Collection:
William Gardner Smith
William Gardner Smith (1927–1974) was born and raised in a black working-class neighborhood of South Philadelphia, where his youth was punctuated by brutal episodes of racist violence: at fourteen, he was stripped and beaten by the police, and at nineteen was assaulted by a group of white sailors. A star student and passionate reader, Smith began reporting for the black-owned Pittsburgh Courier as a high school senior and took a job at the paper after graduating at the age of sixteen. In 1946, he was drafted into the army and stationed in Germany; there he completed his first novel, describing a romance between a German woman and a black American soldier, which would be published two years later as Last of the Conquerors.
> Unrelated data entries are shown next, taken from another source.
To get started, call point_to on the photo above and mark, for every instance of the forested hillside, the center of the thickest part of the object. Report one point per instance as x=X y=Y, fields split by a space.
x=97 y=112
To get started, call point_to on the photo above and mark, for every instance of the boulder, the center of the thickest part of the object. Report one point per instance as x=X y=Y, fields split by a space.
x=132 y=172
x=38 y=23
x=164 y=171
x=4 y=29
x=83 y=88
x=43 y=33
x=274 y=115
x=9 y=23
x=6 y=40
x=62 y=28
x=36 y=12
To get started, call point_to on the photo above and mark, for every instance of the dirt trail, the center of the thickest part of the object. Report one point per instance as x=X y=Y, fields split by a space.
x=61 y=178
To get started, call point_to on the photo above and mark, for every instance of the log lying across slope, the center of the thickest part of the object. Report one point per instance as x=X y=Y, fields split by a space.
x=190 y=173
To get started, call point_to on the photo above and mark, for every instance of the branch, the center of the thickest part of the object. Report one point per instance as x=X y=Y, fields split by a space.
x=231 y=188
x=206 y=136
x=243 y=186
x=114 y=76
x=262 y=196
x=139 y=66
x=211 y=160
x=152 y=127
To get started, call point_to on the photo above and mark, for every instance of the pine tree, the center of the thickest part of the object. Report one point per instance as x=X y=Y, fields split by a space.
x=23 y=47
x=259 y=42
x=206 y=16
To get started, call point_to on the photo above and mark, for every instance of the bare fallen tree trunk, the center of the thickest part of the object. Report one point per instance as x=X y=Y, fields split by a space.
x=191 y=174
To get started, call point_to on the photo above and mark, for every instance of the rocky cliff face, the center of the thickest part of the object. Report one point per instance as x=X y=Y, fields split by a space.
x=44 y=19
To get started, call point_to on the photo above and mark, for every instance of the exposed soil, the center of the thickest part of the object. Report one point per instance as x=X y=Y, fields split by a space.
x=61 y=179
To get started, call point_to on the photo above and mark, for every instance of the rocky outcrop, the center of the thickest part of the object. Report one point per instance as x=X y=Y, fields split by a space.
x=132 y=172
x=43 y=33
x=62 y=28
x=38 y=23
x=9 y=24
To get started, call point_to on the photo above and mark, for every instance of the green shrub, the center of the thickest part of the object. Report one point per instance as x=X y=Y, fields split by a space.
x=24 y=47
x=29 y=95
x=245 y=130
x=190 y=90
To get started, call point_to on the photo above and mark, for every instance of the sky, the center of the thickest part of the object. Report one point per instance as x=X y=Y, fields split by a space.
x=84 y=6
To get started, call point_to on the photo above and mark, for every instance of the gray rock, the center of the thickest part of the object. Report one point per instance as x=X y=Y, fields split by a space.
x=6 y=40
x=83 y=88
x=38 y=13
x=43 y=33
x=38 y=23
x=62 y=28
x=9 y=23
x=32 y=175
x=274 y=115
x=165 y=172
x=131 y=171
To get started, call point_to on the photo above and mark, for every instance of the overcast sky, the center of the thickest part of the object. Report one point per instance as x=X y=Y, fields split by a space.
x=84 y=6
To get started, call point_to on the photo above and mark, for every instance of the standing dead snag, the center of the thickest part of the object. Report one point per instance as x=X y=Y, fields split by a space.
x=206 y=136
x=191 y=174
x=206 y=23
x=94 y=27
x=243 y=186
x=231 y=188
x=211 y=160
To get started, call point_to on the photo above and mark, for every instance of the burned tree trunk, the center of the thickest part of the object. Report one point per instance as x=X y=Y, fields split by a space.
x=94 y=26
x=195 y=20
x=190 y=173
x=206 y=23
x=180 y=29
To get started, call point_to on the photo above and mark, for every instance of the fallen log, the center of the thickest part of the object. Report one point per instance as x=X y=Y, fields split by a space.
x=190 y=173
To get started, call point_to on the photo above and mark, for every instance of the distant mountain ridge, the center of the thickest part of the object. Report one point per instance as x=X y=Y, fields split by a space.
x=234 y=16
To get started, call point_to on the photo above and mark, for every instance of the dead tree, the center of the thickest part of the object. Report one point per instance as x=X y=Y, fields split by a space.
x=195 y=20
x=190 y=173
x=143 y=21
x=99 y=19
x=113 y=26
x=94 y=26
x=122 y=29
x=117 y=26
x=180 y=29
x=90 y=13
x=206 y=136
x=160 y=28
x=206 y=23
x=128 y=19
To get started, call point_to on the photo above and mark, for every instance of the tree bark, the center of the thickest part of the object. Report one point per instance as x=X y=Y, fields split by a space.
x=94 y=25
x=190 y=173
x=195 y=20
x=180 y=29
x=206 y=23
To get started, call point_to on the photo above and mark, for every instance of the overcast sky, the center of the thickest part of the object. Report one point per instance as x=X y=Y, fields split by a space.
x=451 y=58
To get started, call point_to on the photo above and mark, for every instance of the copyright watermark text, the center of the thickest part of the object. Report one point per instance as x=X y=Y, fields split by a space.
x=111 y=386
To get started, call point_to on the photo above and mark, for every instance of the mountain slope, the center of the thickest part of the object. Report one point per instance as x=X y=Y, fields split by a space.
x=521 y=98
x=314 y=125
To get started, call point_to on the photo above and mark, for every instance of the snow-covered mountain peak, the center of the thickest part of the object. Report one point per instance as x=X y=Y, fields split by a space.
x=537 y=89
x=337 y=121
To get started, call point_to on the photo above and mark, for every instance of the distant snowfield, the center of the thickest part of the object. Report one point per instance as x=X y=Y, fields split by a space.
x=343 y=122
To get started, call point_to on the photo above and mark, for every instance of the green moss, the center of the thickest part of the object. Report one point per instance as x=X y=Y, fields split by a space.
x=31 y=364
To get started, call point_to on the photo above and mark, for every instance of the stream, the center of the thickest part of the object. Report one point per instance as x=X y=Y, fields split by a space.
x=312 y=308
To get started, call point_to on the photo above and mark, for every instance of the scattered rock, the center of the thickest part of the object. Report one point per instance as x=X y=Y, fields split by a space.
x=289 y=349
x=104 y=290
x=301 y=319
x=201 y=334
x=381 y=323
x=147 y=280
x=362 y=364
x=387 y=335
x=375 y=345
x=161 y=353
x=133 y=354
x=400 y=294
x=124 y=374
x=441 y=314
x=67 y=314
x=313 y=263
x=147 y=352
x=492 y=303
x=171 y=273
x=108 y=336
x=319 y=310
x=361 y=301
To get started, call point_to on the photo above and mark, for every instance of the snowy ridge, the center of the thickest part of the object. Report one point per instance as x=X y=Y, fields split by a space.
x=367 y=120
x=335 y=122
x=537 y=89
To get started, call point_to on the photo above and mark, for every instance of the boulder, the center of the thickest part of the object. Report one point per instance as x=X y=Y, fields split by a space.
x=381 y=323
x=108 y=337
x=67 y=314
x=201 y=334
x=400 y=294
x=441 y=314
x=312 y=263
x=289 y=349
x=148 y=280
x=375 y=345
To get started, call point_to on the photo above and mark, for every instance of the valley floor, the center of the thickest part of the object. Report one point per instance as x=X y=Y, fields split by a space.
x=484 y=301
Returning to the States, Smith continued to contribute to the Courier, studied at Temple University, led demonstrations against police brutality, and pursued an interest in Marxism that soon attracted the attention of the FBI. In 1949 he married Mary Sewell, and in 1950 he published his second novel, Anger at Innocence. Feeling stifled by racism and McCarthyism, Smith left for Paris, where he worked for Agence France Presse and became acquainted with Richard Wright and Chester Himes. His third novel, South Street, about a black radical who returns from exile in Africa to his hometown of Philadelphia, was met with little fanfare when it was published in 1954. In 1956, the US government declined to renew Smith’s passport. Now divorced, he continued to live and work in France, where he met his second wife, Solange Royez, a teacher whose mother had escaped Nazi Germany, and in 1963 The Stone Face came out. Invited to help launch the first television station in Ghana, Smith moved in 1964, with his wife and infant daughter, Michèle, to Accra. His son, Claude, was born there, but after a military coup brought down the government of Kwame Nkrumah, the family returned to Paris. In France, Smith met and married his third wife, Ira Reuben, and another child, Rachel, was born. In 1967, he revisited the United States to write his final book, Return to Black America, published in 1970. He died of cancer in 1974 in a suburb of Paris.